Ovvero, l’intellettuale può cercare di rendere convincente la preferibilità del proprio modo di vedere le cose. Porta esempi e prospettive che possano allettare gli altri, e quindi persuaderli. E questo non solo con saggi teorici, ma anche attraverso romanzi, video, poesie, atti pubblici… Chi crea opere non detiene la dimostrazione definitiva dell’eccellenza della propria visione, ma può dare il buon esempio. Non gli basta ragionare bene, deve anche far propaganda al proprio modo di vivere e di vedere le cose. Non basta argomentare per persuadere. Deve rendere appetibile la propria forma di vita, farle réclame. Nel mio caso, pubblicizzare una società liberal-democratica. È l’unica vera arma nelle mani di chi ha studiato e scrive.

 

Note

 

[1] Va detto che la frase è apocrifa, Voltaire non l’ha mai pronunciata, pare. Ma rende bene la sua visione.

[2] Contrariamente a quel che dice una certa propaganda, la povertà assoluta arretra a poco a poco in tutto il mondo. È vero però che i paesi più poveri sono anche quelli più prolifici, quindi oggettivamente nascono più poveri che ricchi. È un paradosso che i demografi conoscono benissimo.
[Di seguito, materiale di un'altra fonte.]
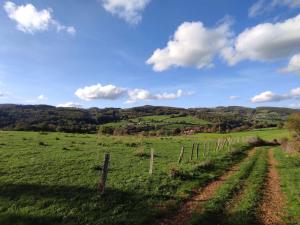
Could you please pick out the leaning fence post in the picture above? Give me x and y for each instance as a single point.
(208, 148)
(192, 153)
(151, 162)
(181, 154)
(104, 173)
[3] Secondo il Quality of Life Index del 2022 del World Population Review, tra i primi 12 paesi (su 87) per qualità della vita, figurano 10 paesi del Centro e Nord Europa (Svizzera, Danimarca, Paesi Bassi, Finlandia, Islanda, Germania, Austria, Norvegia, Svezia, Estonia), l’Australia e la Nuova Zelanda. Ovviamente si potrà sempre dire che questa classifica è stata fatta privilegiando categorie e criteri nord-europei.
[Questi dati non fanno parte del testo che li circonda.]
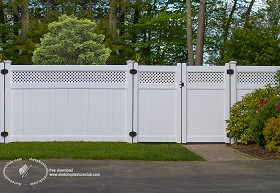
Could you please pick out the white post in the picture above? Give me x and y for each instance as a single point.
(184, 103)
(233, 79)
(7, 117)
(181, 78)
(132, 101)
(230, 93)
(1, 102)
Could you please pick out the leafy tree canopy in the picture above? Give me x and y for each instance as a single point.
(71, 41)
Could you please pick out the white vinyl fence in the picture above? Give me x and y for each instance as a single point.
(129, 103)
[4] Non abbiamo più società liberiste pure, le società capitaliste – sopratutto europee – hanno integrato forme di socialismo: il welfare state, l’intervento talvolta massiccio dello stato nell’economia (come durante la crisi del Covid), l’istruzione obbligatoria e semi-gratuita per i giovani, in molti paesi il salario minimo, l’assistenza sanitaria pubblica, le pensioni di invalidità, gli assegni familiari, ecc.

[5] Google, Apple, Facebook, Amazon, Microsoft. Le aziende di punta dell’industria di punta oggi, legate all’informazione e a internet.
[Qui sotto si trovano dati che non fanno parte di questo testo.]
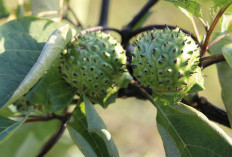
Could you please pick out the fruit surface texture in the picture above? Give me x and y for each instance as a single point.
(167, 62)
(93, 64)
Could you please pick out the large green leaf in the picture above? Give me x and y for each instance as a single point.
(29, 139)
(188, 133)
(8, 127)
(191, 6)
(47, 9)
(224, 75)
(22, 63)
(51, 91)
(89, 132)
2 thoughts on “Fare una scelta politica? A cosa serve esprimersi

  1. In altre parole, affermo che le mie preferenze politiche sono infondate. Non hanno fondamento filosofico. Ma mi pare interessante analizzare filosoficamente questa infondatezza. D’altro canto, delle altre idee politiche respingo la loro pretesa di essere fondate. Affermare che tutte le opzioni politiche sono filosoficamente infondate è, a mio avviso, una conquista filosofica.
    Fa piacere trovarlo scritto chiaro e preciso. Sono totalmente d’accordo.
    Grazie per l’articolo.

  2. I neo-liberali hanno questa tranquilla sovrastima di sé perché sono neo-liberali o sono liberali perché hanno questa sovrastima di sé?